I left a rather cryptic comment on my colleague Karen Stearn's blog. It was cryptic mostly because I didn't want to leave some massive comment. So the result is that I'm going to try to clear up what I was trying to say. Karen's post was about a technology workshop she had arranged on campus. My comments though are more generally applicable to the familiar conversation one hears among faculty and teachers on the subject of technology (one which I won't rehearse here).
In a nutshell, here's my point. These incessant conversations are founded on a particular understanding of the relationship between technology and subjectivity. I say subjectivity because, in the humanities at least, that's what we tend to think about when we think about students and learning rather than cognition or consciousness.
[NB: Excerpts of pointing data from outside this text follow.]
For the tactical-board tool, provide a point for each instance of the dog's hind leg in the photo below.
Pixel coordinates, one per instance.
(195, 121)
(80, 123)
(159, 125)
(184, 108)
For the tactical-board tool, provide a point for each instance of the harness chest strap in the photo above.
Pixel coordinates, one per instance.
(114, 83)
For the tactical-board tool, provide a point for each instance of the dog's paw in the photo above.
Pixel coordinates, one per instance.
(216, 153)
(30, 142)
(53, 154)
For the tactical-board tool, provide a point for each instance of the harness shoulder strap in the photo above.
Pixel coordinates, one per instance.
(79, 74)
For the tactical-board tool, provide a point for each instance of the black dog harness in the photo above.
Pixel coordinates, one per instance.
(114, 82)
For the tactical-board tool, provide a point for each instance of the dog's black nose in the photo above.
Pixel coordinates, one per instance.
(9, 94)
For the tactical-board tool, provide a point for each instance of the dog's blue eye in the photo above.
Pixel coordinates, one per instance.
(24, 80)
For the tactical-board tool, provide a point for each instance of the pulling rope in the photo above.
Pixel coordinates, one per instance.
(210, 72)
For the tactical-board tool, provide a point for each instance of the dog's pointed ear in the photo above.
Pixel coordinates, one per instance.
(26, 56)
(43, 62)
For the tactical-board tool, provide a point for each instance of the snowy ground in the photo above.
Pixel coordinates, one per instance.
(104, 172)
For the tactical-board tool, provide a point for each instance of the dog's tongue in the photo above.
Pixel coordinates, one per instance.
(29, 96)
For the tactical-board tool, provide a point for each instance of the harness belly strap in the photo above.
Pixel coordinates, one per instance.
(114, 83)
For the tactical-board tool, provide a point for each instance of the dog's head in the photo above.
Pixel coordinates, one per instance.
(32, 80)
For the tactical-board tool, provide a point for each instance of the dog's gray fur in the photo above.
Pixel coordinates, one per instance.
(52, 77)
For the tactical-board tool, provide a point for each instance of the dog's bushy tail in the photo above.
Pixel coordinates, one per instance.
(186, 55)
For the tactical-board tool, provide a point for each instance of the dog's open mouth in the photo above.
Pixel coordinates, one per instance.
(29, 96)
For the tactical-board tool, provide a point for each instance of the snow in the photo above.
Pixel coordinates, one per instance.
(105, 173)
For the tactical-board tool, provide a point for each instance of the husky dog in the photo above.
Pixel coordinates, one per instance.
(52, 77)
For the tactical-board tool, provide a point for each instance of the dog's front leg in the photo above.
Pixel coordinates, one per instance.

Not surprisingly, we conceive subjectivity and thought as discrete, internal, and ultimately free-willed (despite whatever it is we imagine we learned from postmodernism).
So then we look at technology as an external force or tool that might impact the internal subject in any number of positive or negative ways:
- we become smarter;
- we have opportunities for more democratic participation;
- we can create new communities;
- we lose our ability to think independently;
- we lose critical thinking skills;
- we become subject to media and commercial manipulation;
- we lose contact with our local communities.
And so the "debate" goes. It never goes away. It just seems to shift from one emerging technology to another. First it's just the internet. Then it's IM. Then it's texting. Then it's Facebook. Now it's Second Life.
However, the point I was trying to make in far fewer words on Karen's blog is that this debate cannot move forward or become productive as long as it frames the relationship between subjectivity and technology in this fashion.